Originally published at SpoutBlog:
Lauren Wissot looks at the overlap between “Monsieur Verdoux” and the real-life, very grown-up Little Tramp.
The Sexy Tramp: “Monsieur Verdoux” and Charlie Chaplin as Stud
For weeks I’d been raving to anyone and everyone that the recent re-release of Chaplin’s controversial 1947 “Monsieur Verdoux,” in which the Tramp sheds moustache and cane to become a gold digging serial killer of wealthy widows, is one of the finest films of the year. So I wasn’t surprised when an actress/comedienne friend of mine on the west coast emailed to say she’d just rented and laugh-out-loud adored it. What did give me pause was her follow-up, “That scene where he woos the rich woman in the parlor at the beginning, and also the one where he’s in the flower shop ordering roses…is it wrong for me to have the hots for a clown? Chaplin is so fuckin’ sexy!”
My answer: not only is it not wrong, but Chaplin wouldn’t have been believable mesmerizing his prey in Monsieur Verdoux if he hadn’t finally allowed his natural sexual charisma to shine through. For his entire career up until then Chaplin had been masking his virility beneath a shabby overcoat like a drag queen packing away her package. Monsieur Verdoux is perhaps the closest character to the real, really-young-women loving, multiple wed Hollywood legend than any other role he ever undertook. Verdoux’s seducing and serial killing of old coots seems like a screen-friendly substitute for Chaplin’s real-life seduction and serial impregnation of teenage girls.
That Chaplin couldn’t keep his dick in his pants was slave to his insatiable libido, is part of the hedonistic fabric of Tinseltown lore. His indulgence in erotic escapades with the underage rivaled that of Mae West with her muscle boys. The difference was that Miss West was out and proud, always playing a version of her raunchy self, while Chaplin was a closeted pervert, one of the richest, most powerful men in the motion picture business, forever acting the hard knocked innocent. (It ain’t for nothing that director Richard Attenborough chose the equal parts talented and hunky Robert Downey Jr., a man every bit as uncomfortable with his sexuality as Chaplin, to portray the titular character in his 1992 tabloid biopic.)

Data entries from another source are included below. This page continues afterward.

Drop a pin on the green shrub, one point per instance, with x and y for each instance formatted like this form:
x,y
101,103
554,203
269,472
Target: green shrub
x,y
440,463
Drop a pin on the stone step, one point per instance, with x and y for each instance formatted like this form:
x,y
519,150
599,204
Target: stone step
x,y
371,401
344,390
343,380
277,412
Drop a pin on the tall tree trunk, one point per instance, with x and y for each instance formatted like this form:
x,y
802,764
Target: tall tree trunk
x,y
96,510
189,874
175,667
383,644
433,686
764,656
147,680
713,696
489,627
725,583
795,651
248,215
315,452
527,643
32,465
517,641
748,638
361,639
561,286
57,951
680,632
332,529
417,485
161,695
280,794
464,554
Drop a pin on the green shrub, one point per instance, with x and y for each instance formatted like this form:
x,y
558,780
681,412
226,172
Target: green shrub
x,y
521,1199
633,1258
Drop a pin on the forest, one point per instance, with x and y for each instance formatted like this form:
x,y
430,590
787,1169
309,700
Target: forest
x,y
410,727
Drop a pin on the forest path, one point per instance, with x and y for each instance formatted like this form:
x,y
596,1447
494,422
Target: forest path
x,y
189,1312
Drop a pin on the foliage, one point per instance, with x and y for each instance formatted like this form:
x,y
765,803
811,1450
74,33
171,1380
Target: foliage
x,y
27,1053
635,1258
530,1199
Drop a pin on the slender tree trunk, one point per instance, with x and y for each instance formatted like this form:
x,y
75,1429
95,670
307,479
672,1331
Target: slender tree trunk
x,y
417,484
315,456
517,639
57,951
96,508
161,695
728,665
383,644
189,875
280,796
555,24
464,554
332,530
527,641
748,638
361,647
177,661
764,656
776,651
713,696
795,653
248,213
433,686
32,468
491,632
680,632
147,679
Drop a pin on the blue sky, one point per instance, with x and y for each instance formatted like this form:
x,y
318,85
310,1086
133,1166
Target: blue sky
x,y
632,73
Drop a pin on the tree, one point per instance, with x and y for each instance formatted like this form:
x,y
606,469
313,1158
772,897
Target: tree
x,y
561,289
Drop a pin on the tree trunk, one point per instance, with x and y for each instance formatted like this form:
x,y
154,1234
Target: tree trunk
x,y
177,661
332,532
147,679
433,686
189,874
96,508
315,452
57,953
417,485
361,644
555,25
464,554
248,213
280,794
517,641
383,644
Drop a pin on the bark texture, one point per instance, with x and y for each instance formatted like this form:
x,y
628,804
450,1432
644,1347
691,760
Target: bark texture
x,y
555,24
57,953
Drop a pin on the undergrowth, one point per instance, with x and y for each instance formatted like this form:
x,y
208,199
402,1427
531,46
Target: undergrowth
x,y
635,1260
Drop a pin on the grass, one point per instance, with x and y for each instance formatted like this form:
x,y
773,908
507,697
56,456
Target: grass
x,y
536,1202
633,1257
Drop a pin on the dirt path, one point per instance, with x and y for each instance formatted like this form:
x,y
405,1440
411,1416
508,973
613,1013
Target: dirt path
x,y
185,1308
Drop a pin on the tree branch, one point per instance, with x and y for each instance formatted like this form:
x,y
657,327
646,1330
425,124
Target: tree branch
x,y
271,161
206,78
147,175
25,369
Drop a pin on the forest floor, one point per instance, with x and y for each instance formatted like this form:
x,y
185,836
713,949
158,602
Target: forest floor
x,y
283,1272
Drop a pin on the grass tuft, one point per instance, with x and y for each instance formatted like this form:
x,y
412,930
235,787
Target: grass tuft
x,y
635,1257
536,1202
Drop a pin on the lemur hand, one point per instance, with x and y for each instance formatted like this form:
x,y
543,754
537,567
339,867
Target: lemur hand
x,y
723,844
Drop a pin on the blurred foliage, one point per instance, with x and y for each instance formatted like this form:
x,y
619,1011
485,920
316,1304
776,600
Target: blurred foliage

Where Miss West had her knowing smirk, Monsieur Verdoux has that devilish twinkle in his eyes that acts as a magnet for the Prince Charming-vulnerable women. Patient, doting, seemingly obsessed with the widows’ wellbeing, Verdoux is the ultimate paternal ego feeder, not unlike Chaplin must have been to his little Lolitas. And because Verdoux has convinced himself that it’s all for the good of his invalid wife and young child at home, he’s a carefree companion, a guilt-free assassin. Through the lens of this HUAC era flick it’s easy to view Chaplin’s many marriages as attempted “legitimizations” of his girl fetish rather than symbols of true love, the most natural way for a deviant to exculpate himself.
And though the Tramp was chaste he certainly didn’t lack passion––Chaplin’s signature character was forever dreamy and lovesick, and ultimately as childlike as the jailbait Chaplin collected. There was Hetty Kelly who Chaplin fell for when she was just 15, soon followed by child actress Mildred Harris (at age 16), Lita Grey (also at age 16), then the old maids Georgia Hale (at age 19) and finally Oona O’Neill (at age 18). (And these are just the well known nubile virgins!) As predatory as Chaplin seems to have been, and setting aside the inevitable talk of daddy issues, these girls were swept up in the very sexual allure of Hollywood that Chaplin embodied, and helped invent. He was the Big Bad Wolf––the sexiest character in the storybook. While the Tramp may be a near eunuch, no doubt Sir Charles Chaplin would have been a larger-than-life lay.
Movie stars, like politicians, are media giants for a reason. Big charisma, massive talent and huge ambition – all prerequisites for stardom. Why should their erotic appetites be any smaller? Besides, it’s naïve to think one can separate the creative force from the sexual (after all, creative has its roots in “to create,” be it babies or blockbusters!) Chaplin’s lust for his art, an all-consuming fire, wasn’t put out when he called cut at the end of the day.
A new print of “Monsieur Verdoux” is currently making the rounds of rep houses, courtesy of The Film Desk. It opens in Seattle on Friday. It’s also available on DVD, in Volume 2 of “The Chaplin Collection.”